Sunday, January 18, 2009

Carbon Tax or Cap-and-Trade? Don’t Forget “Neither”

Carbon Tax or Cap-and-Trade? Don’t Forget “Neither”. By Robert Bradley
Master Resource, January 18, 2009

An article in today’s Houston Chronicle, "Debate Flares over How to Cut Greenhouse Gas Emissions," compares the relative merits of a carbon tax and cap-and-trade. We will be hearing a lot about these two approaches in the weeks and months ahead.

But the Chronicle article did not consider the other major alternative: neither a tax nor a cap-and-trade program. Yet that free-market alternative is alive and well. Some top Houston-based energy economists favor just this approach, which would amount to continuing the status quo as far as the federal government is concerned.

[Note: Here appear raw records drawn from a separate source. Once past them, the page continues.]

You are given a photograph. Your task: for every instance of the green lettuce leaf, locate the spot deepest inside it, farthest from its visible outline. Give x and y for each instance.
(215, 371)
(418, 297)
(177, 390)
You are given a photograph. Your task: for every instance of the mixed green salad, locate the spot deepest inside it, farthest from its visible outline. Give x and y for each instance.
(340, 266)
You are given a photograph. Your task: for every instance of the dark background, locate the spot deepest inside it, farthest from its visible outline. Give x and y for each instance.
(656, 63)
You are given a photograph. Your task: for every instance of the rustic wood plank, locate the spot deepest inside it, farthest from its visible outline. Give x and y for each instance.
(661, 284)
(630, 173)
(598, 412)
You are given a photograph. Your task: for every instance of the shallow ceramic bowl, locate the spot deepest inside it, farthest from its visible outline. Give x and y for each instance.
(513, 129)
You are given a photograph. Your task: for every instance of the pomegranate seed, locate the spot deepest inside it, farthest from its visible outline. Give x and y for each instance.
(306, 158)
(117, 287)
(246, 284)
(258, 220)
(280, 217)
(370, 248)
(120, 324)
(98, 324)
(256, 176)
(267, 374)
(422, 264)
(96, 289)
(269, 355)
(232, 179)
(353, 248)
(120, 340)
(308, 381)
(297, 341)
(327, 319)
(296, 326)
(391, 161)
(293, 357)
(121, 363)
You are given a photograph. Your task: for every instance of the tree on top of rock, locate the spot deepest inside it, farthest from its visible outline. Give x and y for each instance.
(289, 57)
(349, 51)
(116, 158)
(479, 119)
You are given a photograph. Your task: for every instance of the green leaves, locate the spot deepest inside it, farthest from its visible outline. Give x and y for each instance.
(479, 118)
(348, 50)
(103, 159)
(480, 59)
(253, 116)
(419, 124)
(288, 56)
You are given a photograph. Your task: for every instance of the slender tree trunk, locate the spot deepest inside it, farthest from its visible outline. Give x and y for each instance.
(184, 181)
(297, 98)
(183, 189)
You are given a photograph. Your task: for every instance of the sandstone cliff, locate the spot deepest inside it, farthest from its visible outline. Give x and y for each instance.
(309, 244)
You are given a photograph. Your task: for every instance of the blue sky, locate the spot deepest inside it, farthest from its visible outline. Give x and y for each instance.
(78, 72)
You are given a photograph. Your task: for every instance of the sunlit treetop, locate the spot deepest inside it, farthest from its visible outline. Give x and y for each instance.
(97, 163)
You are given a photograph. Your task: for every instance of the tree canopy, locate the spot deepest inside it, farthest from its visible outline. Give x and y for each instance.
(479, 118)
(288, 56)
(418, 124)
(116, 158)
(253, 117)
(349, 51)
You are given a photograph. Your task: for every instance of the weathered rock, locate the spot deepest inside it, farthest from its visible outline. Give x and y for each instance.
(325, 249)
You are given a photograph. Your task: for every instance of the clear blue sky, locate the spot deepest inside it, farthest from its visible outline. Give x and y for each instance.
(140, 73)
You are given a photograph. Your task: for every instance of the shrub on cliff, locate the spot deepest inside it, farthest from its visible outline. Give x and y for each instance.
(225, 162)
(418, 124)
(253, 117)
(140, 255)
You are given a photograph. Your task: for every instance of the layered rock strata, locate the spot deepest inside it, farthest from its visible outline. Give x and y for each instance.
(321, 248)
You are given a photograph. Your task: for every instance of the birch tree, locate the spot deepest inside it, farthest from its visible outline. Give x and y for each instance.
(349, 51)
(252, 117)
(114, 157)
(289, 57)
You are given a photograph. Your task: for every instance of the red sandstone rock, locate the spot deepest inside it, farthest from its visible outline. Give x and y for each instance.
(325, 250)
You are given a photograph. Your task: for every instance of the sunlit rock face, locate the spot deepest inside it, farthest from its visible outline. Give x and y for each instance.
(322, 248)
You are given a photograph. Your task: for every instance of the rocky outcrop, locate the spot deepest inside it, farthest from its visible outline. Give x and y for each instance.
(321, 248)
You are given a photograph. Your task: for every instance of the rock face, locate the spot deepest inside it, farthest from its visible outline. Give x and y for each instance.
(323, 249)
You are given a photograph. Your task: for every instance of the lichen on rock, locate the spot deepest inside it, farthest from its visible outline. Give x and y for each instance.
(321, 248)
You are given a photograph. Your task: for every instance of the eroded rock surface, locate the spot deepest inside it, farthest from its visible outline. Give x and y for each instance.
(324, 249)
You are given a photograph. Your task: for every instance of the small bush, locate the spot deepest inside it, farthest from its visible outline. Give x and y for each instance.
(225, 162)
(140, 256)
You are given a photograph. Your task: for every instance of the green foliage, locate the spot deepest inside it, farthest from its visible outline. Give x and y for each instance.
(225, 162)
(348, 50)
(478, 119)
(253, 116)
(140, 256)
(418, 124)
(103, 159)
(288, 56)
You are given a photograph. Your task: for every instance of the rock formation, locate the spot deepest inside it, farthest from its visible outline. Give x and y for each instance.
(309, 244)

Several good arguments support the option of unpriced carbon dioxide (CO2).

First, it keeps the government from further politicizing the energy industry. If you believe that government is the problem and not the solution to energy problems, more government via a new energy tax is not the way to go.

Second, such an energy tax is regressive, hurting lower- and middle-income users the most. Thus a complicated rebate or credit program might have to be imposed in order to neutralize the problems of the "simple" tax approach.

Third, any tax will disadvantage the imposing country relative to countries without CO2 taxation. Such a discrepancy invites new restrictions on international trade in the name of "equality" and "climate stabilization." A trade war might arise between developed countries with carbon restrictions and developing counties with lighter or no carbon restrictions. Such protectionism is a high cost of such a tax. (Cap-and-trade has the same flaw).

Fourth, any new addition to the tax code, even if it is revenue neutral at inception, will take on a life of its own. The tax might change in unpredictable and unjustified ways, and it might not be revenue neutral for long. So the qualitative decision–do not impose a new tax, period–guards against the quantitative unpredictability of a new tax regime.

Are there other worthy arguments to add to these four?